The take-home message lies in the realisation that folded singularities and associated canards create local transient “attractor” states in multiple scales problems. This is due to the fact that trajectories in the domain of attraction of folded singularities will reach and pass these folded singularities in finite slow time; folded singularities are not equilibrium states. In the context of neuronal excitability and as shown in [64], we identify canards of folded saddle type as firing threshold manifolds. We have demonstrated the role of such structures in comparing the dynamics of spike generation for neuron models in the different behavioral regimes of type I, II and III excitability. For type II and III we have revealed and characterized stimulus features that lead to spike generation for transient stimuli, most notably that a stimulus must rise fast enough for excitation.
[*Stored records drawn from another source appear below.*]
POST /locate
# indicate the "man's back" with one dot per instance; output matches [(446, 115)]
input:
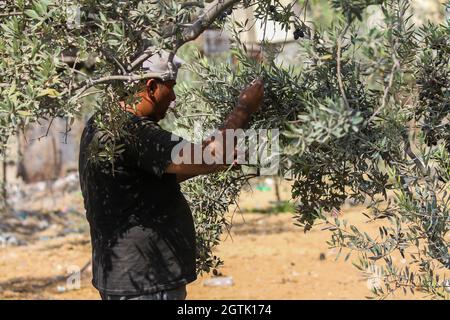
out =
[(142, 229)]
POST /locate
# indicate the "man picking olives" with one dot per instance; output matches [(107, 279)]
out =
[(142, 229)]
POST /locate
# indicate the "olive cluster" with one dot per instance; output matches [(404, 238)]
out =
[(298, 33)]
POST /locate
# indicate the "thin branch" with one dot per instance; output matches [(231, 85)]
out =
[(82, 87), (387, 89), (204, 21), (10, 14), (191, 4)]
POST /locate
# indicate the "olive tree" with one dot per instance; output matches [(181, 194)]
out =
[(364, 115)]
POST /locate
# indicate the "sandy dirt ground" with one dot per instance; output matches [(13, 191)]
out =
[(266, 256)]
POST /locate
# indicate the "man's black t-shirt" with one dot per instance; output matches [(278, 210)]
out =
[(142, 230)]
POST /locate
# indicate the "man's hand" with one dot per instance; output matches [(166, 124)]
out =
[(252, 96)]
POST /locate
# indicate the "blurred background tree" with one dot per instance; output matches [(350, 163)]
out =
[(359, 90)]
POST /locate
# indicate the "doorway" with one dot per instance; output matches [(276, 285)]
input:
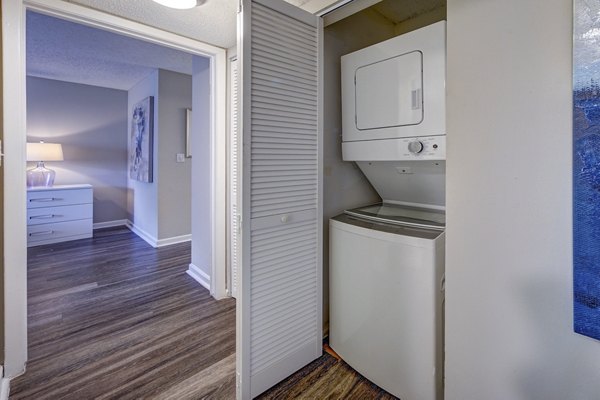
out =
[(14, 122)]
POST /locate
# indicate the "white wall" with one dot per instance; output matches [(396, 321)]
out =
[(175, 179), (201, 163), (161, 209), (509, 270), (143, 196), (91, 124)]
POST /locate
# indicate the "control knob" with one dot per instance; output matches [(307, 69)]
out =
[(415, 147)]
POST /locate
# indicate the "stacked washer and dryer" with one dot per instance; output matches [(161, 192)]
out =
[(387, 260)]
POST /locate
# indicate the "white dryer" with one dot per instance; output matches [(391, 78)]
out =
[(386, 262)]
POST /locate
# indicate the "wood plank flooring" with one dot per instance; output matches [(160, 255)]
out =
[(113, 318), (326, 378)]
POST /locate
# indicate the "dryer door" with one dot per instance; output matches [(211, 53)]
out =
[(396, 89), (389, 93)]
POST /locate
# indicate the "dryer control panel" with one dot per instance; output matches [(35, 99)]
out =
[(412, 148)]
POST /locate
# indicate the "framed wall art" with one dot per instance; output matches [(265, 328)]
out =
[(586, 168), (141, 140)]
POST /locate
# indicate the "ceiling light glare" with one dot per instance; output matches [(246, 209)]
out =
[(180, 4)]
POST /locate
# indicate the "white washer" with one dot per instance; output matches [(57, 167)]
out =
[(386, 297)]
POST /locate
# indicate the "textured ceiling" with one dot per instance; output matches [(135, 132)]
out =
[(61, 50), (214, 22), (401, 10)]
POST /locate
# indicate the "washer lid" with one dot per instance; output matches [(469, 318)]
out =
[(402, 215)]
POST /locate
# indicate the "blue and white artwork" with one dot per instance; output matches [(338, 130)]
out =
[(586, 167), (140, 146)]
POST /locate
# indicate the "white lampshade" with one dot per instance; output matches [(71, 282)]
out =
[(180, 4), (44, 152)]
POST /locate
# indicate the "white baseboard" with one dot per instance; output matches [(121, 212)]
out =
[(151, 240), (154, 242), (173, 240), (4, 385), (110, 224), (200, 276)]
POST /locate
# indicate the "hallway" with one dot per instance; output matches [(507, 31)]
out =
[(111, 317)]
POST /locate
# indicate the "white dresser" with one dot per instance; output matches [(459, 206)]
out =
[(59, 213)]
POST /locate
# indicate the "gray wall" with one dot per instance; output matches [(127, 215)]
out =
[(91, 124), (174, 189), (202, 169), (162, 208), (509, 312), (143, 196)]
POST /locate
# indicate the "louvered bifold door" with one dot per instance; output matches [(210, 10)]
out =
[(281, 274)]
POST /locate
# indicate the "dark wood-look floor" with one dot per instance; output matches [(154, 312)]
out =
[(326, 378), (113, 318)]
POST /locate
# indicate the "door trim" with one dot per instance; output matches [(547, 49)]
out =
[(14, 95)]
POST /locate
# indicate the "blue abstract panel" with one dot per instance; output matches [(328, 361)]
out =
[(586, 167)]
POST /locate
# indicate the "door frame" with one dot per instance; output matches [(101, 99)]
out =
[(14, 125)]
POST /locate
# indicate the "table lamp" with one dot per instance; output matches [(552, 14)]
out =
[(40, 152)]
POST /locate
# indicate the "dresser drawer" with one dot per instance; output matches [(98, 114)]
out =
[(58, 232), (46, 215), (52, 198)]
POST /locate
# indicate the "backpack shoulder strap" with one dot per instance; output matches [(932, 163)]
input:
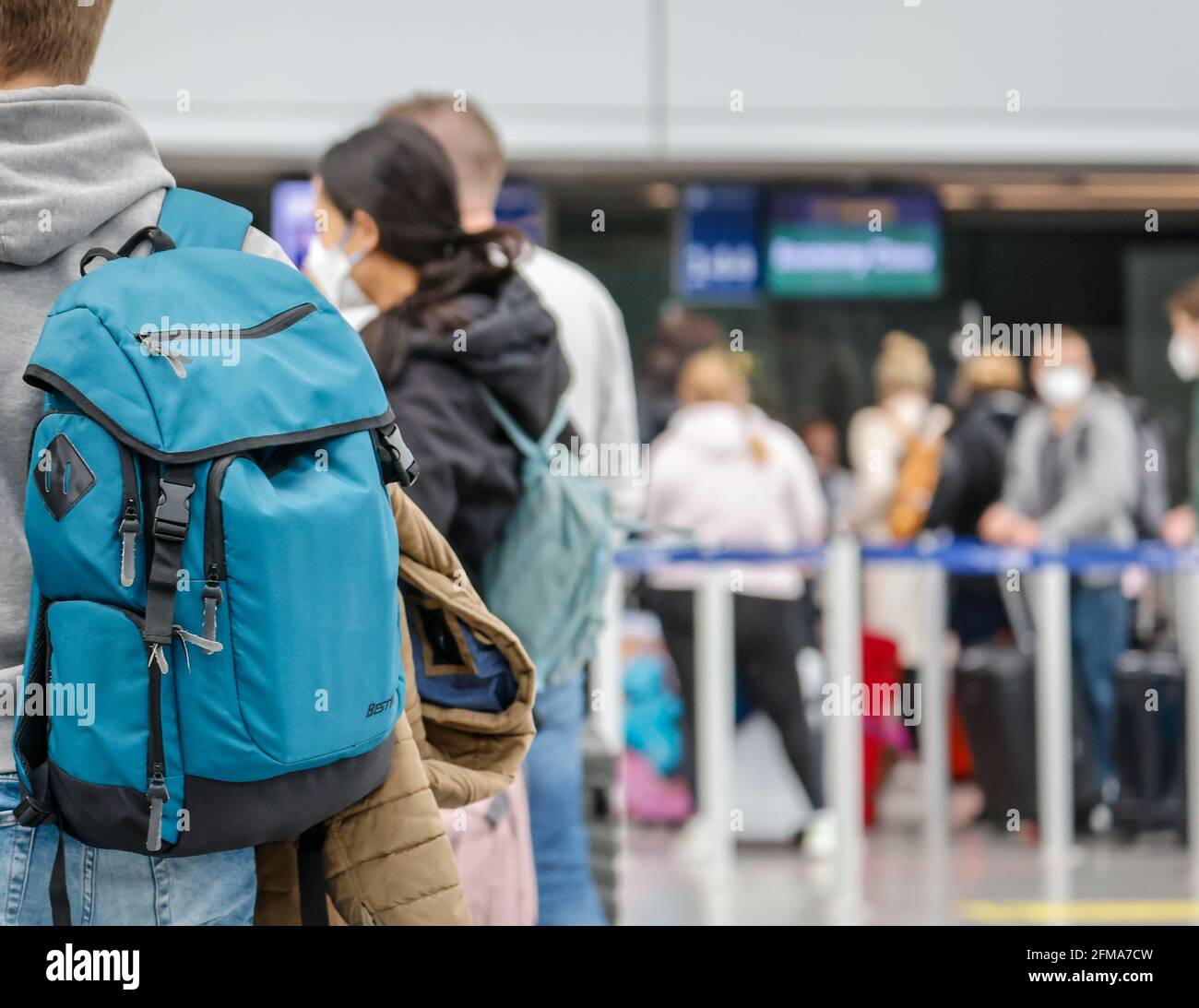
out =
[(524, 444), (199, 220)]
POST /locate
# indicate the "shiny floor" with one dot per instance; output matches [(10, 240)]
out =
[(982, 877)]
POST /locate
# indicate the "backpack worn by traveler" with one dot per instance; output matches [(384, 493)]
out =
[(547, 576), (214, 628)]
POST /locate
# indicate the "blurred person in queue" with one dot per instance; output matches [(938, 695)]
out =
[(455, 312), (603, 412), (1071, 476), (1179, 527), (823, 441), (878, 440), (452, 313), (590, 326), (740, 480), (987, 393)]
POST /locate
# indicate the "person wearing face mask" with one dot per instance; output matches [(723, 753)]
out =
[(1179, 525), (330, 268), (452, 315), (1072, 477), (455, 316)]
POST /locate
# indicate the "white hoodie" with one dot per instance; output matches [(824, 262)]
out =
[(704, 477)]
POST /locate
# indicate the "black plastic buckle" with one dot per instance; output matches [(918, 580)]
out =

Dynamic forcing has the potential to create folded singularities and to form these effective separatrices or to change the global return mechanism. Hence, the specific nature of the dynamic forcing determines which local attractor states can be reached through global mechanisms. This point of view has profound consequences in the analysis of excitable physiological systems such as in auditory brain stem neurons [42], modeling propofol anesthesia [41, 44] and cell calcium dynamics [26]. From a mathematical point of view, the time is “ripe” for forging (more) connections between nonautonomous attractor theory [36, 37] and geometric singular perturbation theory [17, 32].